Fiscal cliff poses uncertainties for local businesses

By: Christy Dimond Email
By: Christy Dimond Email

Uncertainties over the looming fiscal cliff are affecting local businesses as they head into the new year.

By this time of year, businesses normally already have their plans in place for the following year regarding payroll, budgeting and hiring, but with many factors left undetermined by congress, it's postponing these plans.

"It's sort of a scary thought," said Ryan Dittmer, co-owner of Wraps on Main in Grand Junction. "What we're going to be running into now is guessing what the future holds for us. It'll be a hit or miss thing, whether or not we'll be able to keep our doors open or not."

With the Bush-era tax break set to expire on Dec. 31st, Americans will see an additional two percent taken from every dollar of income. Dittmer believes the impact on consumer's income will negatively affect how many customers come through his doors.

"With the higher tax rate, we'll have less business coming in overall," he said. "It's based on both consumers' confidence and actual ability to spend."

Jerry Martinez, owner of Jerry Martinez Insurance Agency, operates his business single-handedly right now but said he hopes to expand in the upcoming year. However, he said he is concerned about not knowing yet what the tax outlook is.

"It makes it rather difficult to move ahead with some of those decisions right now not knowing what those tax consequences are going to be," Martinez said.

According to a survey by the National Federation of Independent Businesses, only five percent of small business owners say they plan to add new jobs in the next three to six months.

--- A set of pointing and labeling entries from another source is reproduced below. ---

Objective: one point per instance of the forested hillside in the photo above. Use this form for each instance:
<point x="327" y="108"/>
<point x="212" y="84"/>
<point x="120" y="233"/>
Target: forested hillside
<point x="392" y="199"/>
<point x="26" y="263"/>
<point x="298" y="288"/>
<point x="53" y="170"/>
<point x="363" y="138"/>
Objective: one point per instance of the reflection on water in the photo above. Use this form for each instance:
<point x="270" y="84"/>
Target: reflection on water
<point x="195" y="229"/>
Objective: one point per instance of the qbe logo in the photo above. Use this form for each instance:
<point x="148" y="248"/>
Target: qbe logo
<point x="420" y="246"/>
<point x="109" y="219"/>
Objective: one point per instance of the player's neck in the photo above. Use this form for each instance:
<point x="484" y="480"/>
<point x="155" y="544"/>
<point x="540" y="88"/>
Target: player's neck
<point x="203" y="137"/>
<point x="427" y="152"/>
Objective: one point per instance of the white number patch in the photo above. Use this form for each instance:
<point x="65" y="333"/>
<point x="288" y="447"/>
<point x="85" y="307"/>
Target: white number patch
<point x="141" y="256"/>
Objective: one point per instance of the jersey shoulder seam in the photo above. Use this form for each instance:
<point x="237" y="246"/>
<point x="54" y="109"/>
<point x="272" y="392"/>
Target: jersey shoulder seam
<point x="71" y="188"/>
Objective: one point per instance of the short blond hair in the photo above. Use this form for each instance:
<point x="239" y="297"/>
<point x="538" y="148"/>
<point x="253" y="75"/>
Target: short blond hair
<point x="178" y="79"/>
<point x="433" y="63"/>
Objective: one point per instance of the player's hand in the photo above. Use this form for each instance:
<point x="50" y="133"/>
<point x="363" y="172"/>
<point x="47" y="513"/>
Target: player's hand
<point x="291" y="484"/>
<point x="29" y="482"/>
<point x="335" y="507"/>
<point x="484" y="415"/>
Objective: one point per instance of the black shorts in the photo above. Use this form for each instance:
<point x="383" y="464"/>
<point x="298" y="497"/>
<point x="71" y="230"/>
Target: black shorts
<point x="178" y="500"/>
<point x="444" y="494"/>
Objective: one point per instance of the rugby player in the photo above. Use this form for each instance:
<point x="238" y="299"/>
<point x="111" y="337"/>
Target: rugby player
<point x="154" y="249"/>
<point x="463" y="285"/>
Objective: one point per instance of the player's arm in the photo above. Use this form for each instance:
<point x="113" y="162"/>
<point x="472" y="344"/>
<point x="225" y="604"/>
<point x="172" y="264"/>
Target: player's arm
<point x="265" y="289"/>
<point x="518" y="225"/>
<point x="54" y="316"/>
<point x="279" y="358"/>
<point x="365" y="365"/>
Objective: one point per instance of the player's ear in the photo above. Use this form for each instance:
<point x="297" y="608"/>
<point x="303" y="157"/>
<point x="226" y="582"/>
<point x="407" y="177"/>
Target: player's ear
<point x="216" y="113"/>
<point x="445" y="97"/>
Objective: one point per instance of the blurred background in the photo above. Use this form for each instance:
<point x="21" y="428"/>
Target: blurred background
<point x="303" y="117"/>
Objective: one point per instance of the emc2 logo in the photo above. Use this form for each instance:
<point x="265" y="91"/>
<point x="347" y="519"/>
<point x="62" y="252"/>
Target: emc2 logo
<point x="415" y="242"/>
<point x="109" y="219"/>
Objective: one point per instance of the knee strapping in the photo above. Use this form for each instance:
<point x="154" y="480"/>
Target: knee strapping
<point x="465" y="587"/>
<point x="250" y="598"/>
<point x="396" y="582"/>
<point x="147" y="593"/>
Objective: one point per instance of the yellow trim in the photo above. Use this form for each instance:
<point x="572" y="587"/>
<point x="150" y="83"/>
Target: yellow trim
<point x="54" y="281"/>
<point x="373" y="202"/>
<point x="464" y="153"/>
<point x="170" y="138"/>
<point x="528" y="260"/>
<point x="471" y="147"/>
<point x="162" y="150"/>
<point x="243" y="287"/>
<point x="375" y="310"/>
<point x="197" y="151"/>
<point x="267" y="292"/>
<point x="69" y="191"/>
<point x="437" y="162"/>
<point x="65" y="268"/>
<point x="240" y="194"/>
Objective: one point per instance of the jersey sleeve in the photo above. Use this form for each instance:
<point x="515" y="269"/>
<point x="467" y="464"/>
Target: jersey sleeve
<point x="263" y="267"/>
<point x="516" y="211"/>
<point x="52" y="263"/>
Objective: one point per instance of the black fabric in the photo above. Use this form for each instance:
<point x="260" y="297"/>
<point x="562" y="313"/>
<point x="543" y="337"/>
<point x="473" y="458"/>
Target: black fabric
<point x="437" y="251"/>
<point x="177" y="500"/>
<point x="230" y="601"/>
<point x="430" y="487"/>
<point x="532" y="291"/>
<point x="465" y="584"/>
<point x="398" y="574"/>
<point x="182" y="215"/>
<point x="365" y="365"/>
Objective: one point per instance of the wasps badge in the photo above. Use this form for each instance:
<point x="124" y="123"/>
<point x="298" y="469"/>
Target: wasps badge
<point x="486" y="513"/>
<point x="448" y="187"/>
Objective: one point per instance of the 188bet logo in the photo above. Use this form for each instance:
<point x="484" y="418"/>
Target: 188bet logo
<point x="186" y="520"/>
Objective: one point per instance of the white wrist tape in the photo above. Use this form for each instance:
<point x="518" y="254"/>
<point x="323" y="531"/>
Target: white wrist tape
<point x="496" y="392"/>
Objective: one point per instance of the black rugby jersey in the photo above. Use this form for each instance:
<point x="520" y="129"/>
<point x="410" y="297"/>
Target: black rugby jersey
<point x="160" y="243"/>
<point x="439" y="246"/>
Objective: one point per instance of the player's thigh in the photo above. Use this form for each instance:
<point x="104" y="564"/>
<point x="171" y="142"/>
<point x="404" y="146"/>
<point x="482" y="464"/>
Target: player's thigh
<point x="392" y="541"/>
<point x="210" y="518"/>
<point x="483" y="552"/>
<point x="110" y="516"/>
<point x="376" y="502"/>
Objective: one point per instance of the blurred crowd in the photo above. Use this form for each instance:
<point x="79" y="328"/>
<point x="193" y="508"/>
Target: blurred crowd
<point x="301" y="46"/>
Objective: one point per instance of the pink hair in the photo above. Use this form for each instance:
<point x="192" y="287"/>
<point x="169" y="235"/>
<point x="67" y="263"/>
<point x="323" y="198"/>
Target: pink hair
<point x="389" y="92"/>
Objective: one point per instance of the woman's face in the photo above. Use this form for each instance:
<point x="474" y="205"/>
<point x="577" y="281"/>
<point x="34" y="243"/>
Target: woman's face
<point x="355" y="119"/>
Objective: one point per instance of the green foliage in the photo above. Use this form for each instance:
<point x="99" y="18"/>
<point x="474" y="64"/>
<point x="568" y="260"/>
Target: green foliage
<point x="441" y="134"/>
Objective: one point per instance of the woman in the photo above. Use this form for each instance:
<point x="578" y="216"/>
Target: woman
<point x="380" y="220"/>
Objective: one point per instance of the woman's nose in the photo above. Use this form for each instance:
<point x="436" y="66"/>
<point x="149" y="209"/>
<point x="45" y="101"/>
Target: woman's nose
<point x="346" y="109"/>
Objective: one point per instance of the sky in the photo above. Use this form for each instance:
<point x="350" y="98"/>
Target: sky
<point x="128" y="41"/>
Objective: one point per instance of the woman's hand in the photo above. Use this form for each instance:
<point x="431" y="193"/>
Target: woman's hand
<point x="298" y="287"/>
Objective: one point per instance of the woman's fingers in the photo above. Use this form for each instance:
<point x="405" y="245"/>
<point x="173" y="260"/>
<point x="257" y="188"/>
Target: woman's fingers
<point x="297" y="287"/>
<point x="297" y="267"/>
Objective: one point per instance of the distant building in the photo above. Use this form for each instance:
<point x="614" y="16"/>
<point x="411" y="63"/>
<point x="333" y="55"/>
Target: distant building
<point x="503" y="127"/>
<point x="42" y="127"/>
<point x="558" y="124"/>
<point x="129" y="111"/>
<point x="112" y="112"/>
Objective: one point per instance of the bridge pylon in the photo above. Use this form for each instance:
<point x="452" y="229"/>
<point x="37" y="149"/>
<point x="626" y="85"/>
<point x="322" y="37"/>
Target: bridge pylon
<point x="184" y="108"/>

While E-Waste Recycling C.E.O. Ken Burns said his business is growing rapidly, he worries about what will happen if people lose their unemployment or social security benefits.

"When people can't afford to live or to eat, it's going to become a very bad situation," Burns said. "People aren't going to be recycling things. Instead they're going to try to tare things apart themselves, which is very dangerous, and they're going to try to take those things to the scrap yard to make money off of it because they don't have any money."